I am trying to run a Spark Predictor using a trained Spark Linear Regression Learner, but the Spark Predictor component seems to fail every time I execute it.
This is the error that is printed from KNIME’s console: Execute failed: akka.pattern.AskTimeoutException: Ask timed out on [Actor[akka://JobServer/user/data-manager#1019598049]] after [3000 ms]. Sender[null] sent message of type “spark.jobserver.DataManagerActor$StoreData”. (RestoredThrowable)
After inspecting /var/log/spark2-job-server/spark-job-server.log, turns out there was this exception: ERROR ka.actor.OneForOneStrategy [] [akka://JobServer/user/data-manager] - /tmp/spark2-job-server/upload/knime-sparkModel7134388612124129131.tmp-2018-07-12T14_46_39.707+07_00.dat (No such file or directory) java.io.FileNotFoundException: /tmp/spark2-job-server/upload/knime-sparkModel7134388612124129131.tmp-2018-07-12T14_46_39.707+07_00.dat (No such file or directory)
If it helps, I also tried looking at /var/log/spark2-job-server//spark-job-server.log, but there were nothing inside the log file relating to the exception (the log just ends at “Linear Regression With SGD done” and “Job finished OK”
in /var/log/spark2-job-server/ are there any folders called “jobserver-~”?
If yes: They contain the actual logs for the Spark contexts (one context = one folder).
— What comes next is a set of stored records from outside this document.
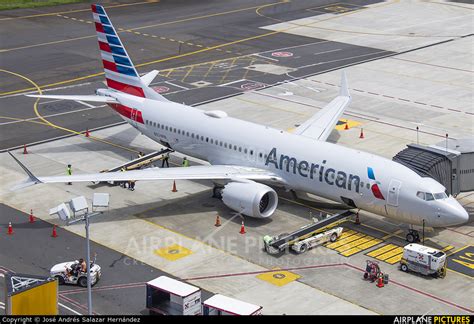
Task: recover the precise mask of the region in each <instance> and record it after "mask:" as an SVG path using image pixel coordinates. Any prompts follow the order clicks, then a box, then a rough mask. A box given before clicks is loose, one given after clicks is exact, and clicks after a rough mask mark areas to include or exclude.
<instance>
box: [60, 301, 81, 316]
mask: <svg viewBox="0 0 474 324" xmlns="http://www.w3.org/2000/svg"><path fill="white" fill-rule="evenodd" d="M58 305H59V306H61V307H63V308H65V309H67V310H68V311H70V312H72V313H74V314H76V315H82V314H81V313H79V312H76V311H75V310H74V309H72V308H70V307H67V306H66V305H64V304H61V303H58Z"/></svg>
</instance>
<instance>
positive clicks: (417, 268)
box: [400, 243, 447, 278]
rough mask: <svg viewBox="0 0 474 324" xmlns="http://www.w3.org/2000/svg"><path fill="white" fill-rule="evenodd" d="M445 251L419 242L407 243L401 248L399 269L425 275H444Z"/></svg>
mask: <svg viewBox="0 0 474 324" xmlns="http://www.w3.org/2000/svg"><path fill="white" fill-rule="evenodd" d="M446 266H447V262H446V253H444V252H442V251H439V250H436V249H433V248H430V247H427V246H424V245H420V244H415V243H412V244H408V245H407V246H405V247H404V249H403V256H402V259H401V260H400V269H401V270H402V271H405V272H408V271H413V272H418V273H421V274H423V275H425V276H427V275H434V276H436V277H441V278H444V276H446Z"/></svg>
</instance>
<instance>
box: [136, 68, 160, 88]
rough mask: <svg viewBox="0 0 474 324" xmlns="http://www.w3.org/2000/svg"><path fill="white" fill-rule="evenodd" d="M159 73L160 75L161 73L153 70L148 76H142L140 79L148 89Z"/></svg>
mask: <svg viewBox="0 0 474 324" xmlns="http://www.w3.org/2000/svg"><path fill="white" fill-rule="evenodd" d="M158 73H160V71H157V70H153V71H151V72H148V73H147V74H145V75H143V76H141V77H140V79H142V82H143V83H144V84H145V85H146V86H147V87H148V86H149V85H150V83H152V82H153V80H154V79H155V78H156V76H157V75H158Z"/></svg>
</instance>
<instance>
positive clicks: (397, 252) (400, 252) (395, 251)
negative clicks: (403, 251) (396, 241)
mask: <svg viewBox="0 0 474 324" xmlns="http://www.w3.org/2000/svg"><path fill="white" fill-rule="evenodd" d="M402 252H403V248H402V247H397V248H395V249H393V250H391V251H388V252H385V253H384V254H381V255H379V256H377V257H375V258H376V259H377V260H381V261H385V260H387V259H389V258H391V257H393V256H395V255H397V254H400V253H402Z"/></svg>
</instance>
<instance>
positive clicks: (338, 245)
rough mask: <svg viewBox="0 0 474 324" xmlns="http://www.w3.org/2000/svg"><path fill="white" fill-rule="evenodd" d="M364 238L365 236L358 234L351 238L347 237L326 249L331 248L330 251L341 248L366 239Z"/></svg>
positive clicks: (330, 245)
mask: <svg viewBox="0 0 474 324" xmlns="http://www.w3.org/2000/svg"><path fill="white" fill-rule="evenodd" d="M364 236H365V234H362V233H356V234H354V235H351V236H349V237H346V238H345V239H342V240H337V241H336V242H334V243H331V244H328V245H327V246H326V247H327V248H329V249H335V248H338V247H340V246H341V245H344V244H347V243H349V242H352V241H355V240H358V239H360V238H361V237H364Z"/></svg>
Please locate the one for the context with the failed job and send it to me via private message, so I can take a look.
If not, then Spark Jobserver is not correctly set up. Have you already taken a look at the installation guide?
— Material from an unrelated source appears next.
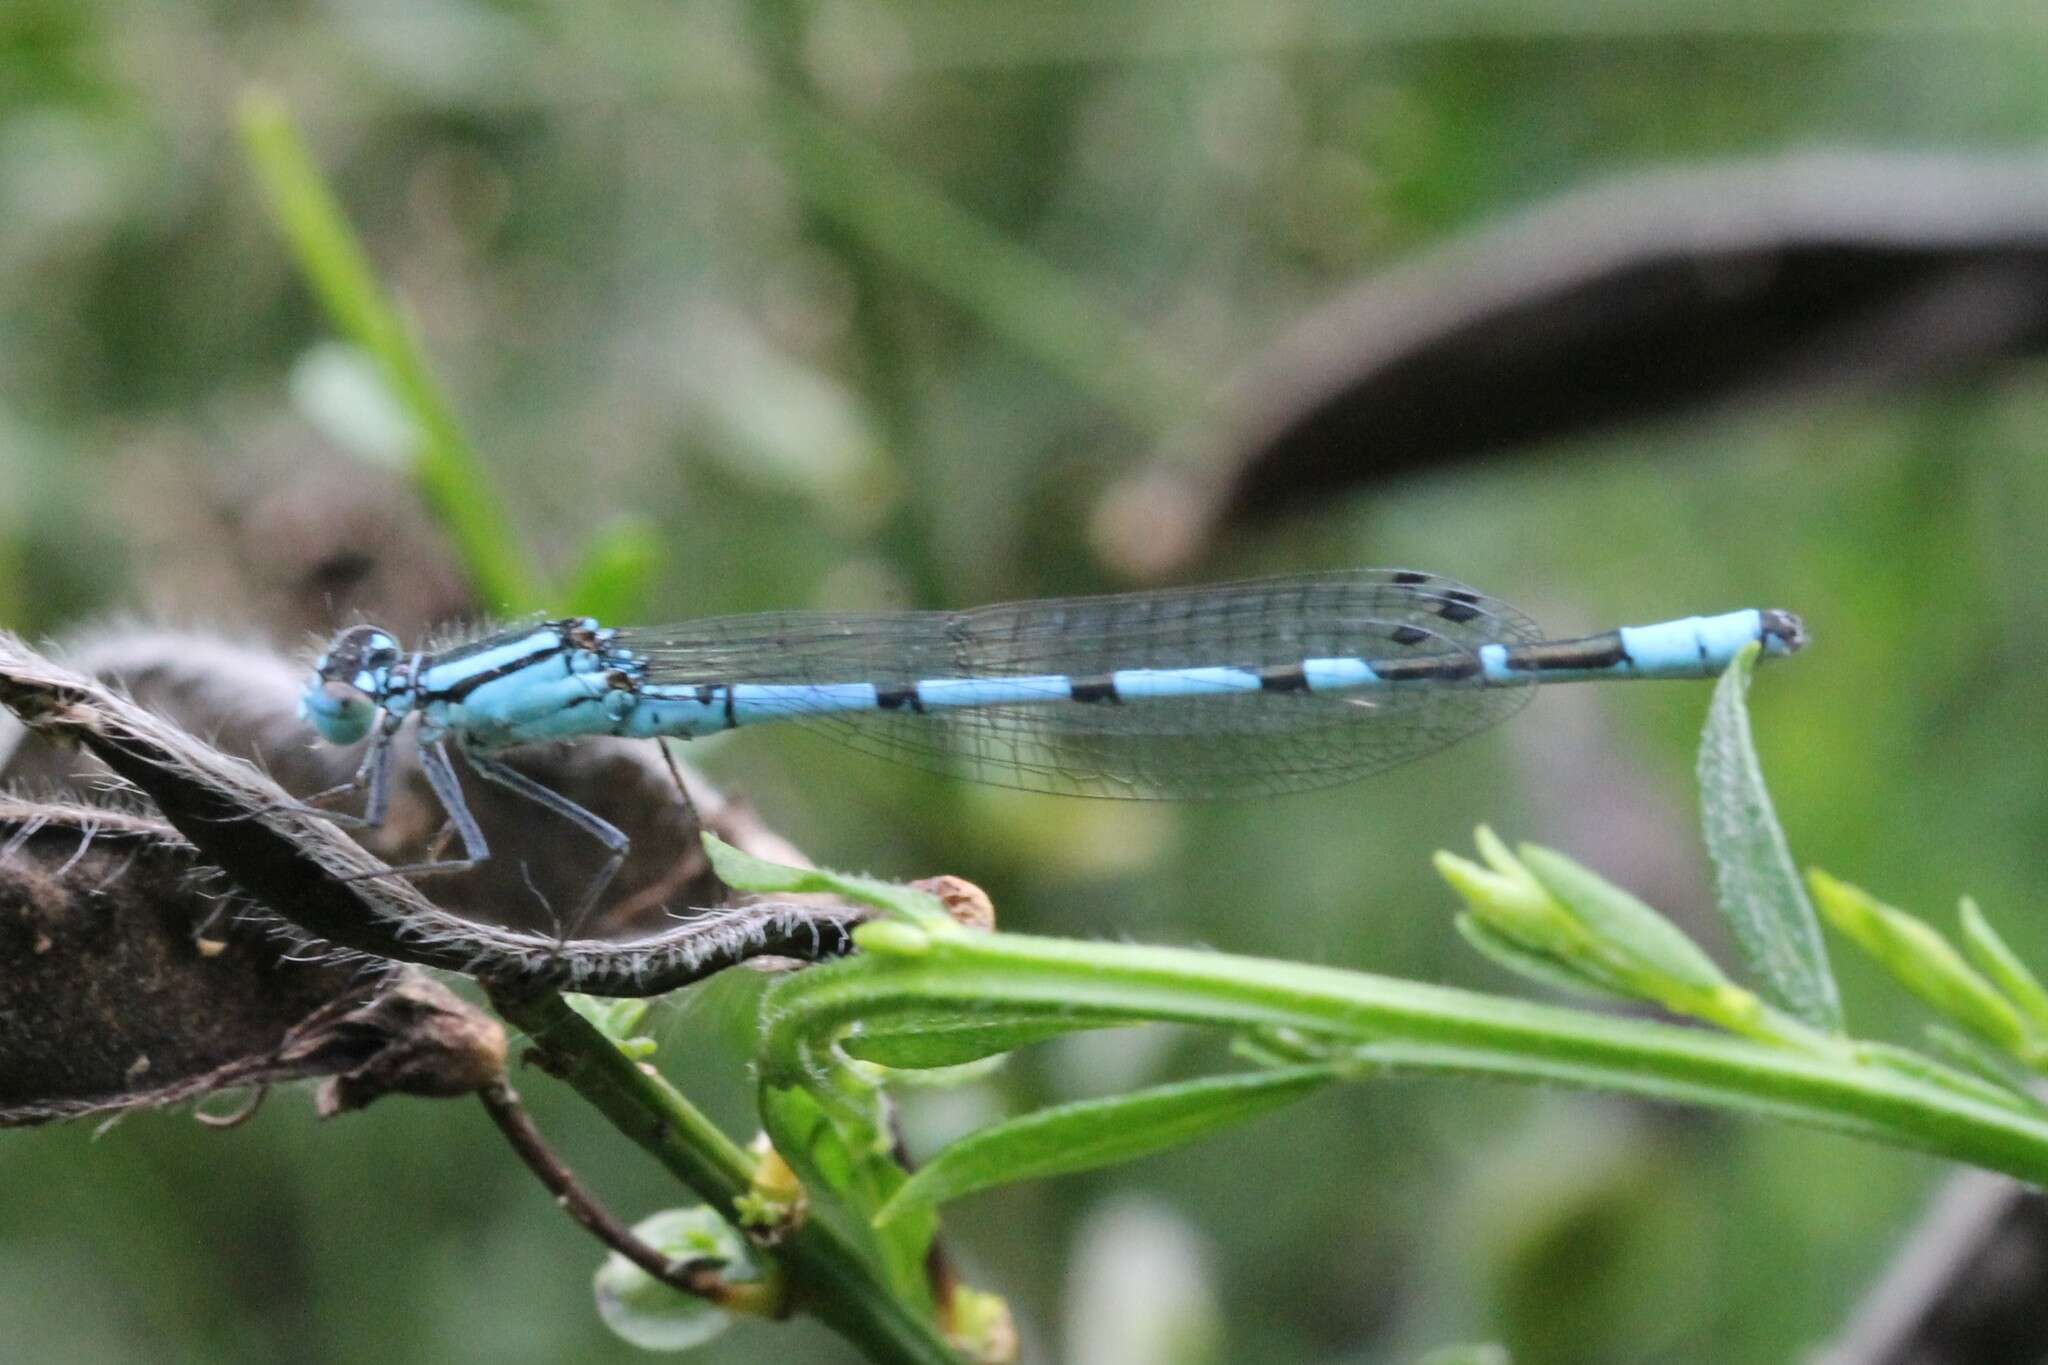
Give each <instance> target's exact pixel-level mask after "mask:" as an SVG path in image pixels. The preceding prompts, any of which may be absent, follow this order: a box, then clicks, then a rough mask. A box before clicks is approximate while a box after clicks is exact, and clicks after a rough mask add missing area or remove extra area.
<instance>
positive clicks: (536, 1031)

Yes, there is a jobserver-~ folder. What I meant to say in my previous post was that I took a look at /var/log/spark2-job-server/jobserver-~/spark-job-server.log, but nothing in the log file contains something that relates to the exception.
This time however, there are additional messages containing several “removed broadcast”.
It seems I have to send you a message first that you can reply to. Sorry for the confusion, I though this was possible.
I wasn’t quite sure what to do with this problem, but now someone else has run into a similar issue. After doing a bit of digging through the jobserver code, it would say that the directory
/tmp/spark2-job-server/upload
does not exist yet, but the directory
/tmp/spark2-job-server/
exists but belongs to the “wrong” Linux user. This would explain the FileNotFoundException with “No such file or directory”.
As per the installation guide, jobserver should run as its own Linux user, e.g. “spark-job-server”, and all the directories accessed by jobserver need to belong to that user.
I would propose to stop jobserver, then delete the /tmp/spark2-job-server/ directory, and then to start jobserver again. Afterwards run the predictor job again to see whether that fixes the issue.
Sorry for the long break as well.
I finally solved the issue by restarting the Spark jobserver, without deleting the “/tmp/spark2-job-server/” directory. This issue has happened several times, but restarting the jobserver always did the trick.